After World War II and the establishment of the State of Israel, rapid urban growth muddled the intentions of the city’s first urban plan, drawn up in 1925 by the eccentric Scottish scientist-planner Patrick Geddes, as well as the utopian dreams of Bauhaus-influenced Jewish architects who immigrated to Palestine in the 1930s and flouted different aspects of the 1925 plan. Recently, a desire to refurbish those buildings seems to have left no building or typology in the city center untouched. On Rothschild Boulevard—the Champs Elysees, if you will, of Tel Aviv—the 11-room luxury hotel R48 has set up shop in a 1933 building restored by local firm AN+. A few years ago, the building’s beige stone skeleton laid exposed and dilapidated, but the hotel’s Toronto-based husband-and-wife owners have commissioned a complete overhaul, refurbishing its exterior stucco, ribbon balconies, and original staircase, and soaking the building with white paint. Behind the original 1930s building is a new glass addition, also designed by AN+, that proudly offers views onto a Piet Oudolf–conceived landscape. Rooms start at $1,500 per night.

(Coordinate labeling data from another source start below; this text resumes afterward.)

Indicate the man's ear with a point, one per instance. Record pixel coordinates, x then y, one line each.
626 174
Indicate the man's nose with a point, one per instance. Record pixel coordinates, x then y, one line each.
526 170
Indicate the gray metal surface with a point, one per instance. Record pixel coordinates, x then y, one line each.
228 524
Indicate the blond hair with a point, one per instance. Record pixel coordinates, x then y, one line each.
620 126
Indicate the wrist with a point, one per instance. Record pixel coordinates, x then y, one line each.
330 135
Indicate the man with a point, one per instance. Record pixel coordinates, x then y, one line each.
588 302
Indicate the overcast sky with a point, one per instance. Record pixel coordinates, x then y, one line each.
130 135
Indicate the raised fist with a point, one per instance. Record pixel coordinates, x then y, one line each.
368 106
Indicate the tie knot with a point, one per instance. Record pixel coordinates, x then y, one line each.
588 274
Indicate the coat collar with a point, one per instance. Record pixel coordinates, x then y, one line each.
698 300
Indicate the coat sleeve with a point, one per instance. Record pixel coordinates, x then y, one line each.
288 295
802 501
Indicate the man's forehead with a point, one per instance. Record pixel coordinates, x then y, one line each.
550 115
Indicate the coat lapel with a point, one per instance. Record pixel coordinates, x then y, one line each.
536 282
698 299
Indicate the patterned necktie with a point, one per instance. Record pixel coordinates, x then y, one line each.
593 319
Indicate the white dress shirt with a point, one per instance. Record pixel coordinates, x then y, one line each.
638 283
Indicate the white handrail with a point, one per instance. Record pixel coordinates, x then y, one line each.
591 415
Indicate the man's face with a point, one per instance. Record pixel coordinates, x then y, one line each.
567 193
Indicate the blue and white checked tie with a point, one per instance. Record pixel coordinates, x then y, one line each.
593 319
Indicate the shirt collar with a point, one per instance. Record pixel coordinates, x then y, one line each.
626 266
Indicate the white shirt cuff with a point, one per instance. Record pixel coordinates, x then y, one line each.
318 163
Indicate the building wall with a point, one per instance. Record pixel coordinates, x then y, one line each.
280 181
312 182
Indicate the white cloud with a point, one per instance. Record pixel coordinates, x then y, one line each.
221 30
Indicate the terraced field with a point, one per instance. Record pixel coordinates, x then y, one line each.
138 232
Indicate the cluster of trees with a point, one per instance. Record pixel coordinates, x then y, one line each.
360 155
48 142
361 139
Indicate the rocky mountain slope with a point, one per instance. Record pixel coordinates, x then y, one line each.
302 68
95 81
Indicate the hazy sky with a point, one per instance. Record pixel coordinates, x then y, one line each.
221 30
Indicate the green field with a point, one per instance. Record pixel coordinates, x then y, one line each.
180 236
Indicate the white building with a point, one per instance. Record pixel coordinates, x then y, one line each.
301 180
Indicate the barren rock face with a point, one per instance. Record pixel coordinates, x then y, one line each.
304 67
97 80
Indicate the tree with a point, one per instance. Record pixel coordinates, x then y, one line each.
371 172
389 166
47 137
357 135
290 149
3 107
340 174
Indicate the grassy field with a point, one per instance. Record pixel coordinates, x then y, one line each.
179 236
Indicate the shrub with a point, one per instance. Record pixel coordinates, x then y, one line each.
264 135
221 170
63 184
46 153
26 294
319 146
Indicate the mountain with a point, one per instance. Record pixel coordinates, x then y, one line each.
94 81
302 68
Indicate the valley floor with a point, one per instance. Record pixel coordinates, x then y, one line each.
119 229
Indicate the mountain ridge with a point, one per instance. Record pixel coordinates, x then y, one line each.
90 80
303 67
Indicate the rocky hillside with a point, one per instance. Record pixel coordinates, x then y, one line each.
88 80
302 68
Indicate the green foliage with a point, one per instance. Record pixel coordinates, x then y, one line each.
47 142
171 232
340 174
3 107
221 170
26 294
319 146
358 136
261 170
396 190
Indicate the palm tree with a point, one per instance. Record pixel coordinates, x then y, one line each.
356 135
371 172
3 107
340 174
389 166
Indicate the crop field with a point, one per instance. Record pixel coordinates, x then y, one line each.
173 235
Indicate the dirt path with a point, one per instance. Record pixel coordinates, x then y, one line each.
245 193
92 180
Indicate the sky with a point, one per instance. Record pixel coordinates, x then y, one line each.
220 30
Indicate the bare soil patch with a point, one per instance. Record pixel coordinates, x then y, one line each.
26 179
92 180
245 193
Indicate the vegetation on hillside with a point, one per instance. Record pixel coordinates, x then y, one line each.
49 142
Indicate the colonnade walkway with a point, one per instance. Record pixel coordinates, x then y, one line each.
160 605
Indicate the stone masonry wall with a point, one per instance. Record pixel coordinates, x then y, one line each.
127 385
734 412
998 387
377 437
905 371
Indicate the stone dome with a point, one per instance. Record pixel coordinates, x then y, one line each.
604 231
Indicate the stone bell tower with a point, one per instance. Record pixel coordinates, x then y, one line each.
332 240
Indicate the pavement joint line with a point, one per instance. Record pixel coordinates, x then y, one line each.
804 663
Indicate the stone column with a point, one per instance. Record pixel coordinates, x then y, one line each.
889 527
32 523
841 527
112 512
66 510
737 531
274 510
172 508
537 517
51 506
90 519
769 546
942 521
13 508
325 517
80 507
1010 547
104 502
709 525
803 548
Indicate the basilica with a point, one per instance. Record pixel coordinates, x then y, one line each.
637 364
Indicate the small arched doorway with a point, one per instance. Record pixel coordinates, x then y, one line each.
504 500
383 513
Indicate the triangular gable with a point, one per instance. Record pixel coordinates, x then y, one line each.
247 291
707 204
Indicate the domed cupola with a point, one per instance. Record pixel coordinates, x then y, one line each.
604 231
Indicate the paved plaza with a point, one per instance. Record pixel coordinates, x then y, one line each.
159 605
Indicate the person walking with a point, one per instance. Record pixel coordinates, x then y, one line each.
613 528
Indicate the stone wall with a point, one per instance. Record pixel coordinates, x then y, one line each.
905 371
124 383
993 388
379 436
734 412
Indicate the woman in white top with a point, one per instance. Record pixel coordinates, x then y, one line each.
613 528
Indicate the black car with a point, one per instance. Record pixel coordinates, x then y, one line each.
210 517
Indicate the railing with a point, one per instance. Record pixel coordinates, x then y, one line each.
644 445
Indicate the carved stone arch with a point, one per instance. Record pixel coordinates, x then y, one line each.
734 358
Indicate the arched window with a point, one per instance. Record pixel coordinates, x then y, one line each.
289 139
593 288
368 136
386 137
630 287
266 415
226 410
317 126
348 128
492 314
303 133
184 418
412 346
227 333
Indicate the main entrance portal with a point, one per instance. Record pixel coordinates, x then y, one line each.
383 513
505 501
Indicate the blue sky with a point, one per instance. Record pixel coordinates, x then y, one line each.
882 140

Additions seem to be both a market demand and architectural inevitability in central Tel Aviv, where projects need to provide a maximal number of units while adhering to the city’s stringent preservation code. The veteran firm Kimmel Eshkolot, which made a name for itself renovating old houses in the now-tony southern district of Neve Tzedek, has recently completed a reuse project that demonstrates this balance and offers a window into the complex institutional landscape of preservation in the city. At Allenby 52 and 54, two Eclectic-style buildings in the city center are linked by a shared entry plaza and ground-floor retail space. But the structures were categorized under a different preservation class and were therefore subject to different sets of rules. This allowed Kimmel Eshkolot’s addition—hovering behind the two original structures—to cantilever over one and not the other. “Within the same zoning plan,” cofounder Michal Eshkolot muses, “there are different rules and categories that dictate different decisions on how you can build.”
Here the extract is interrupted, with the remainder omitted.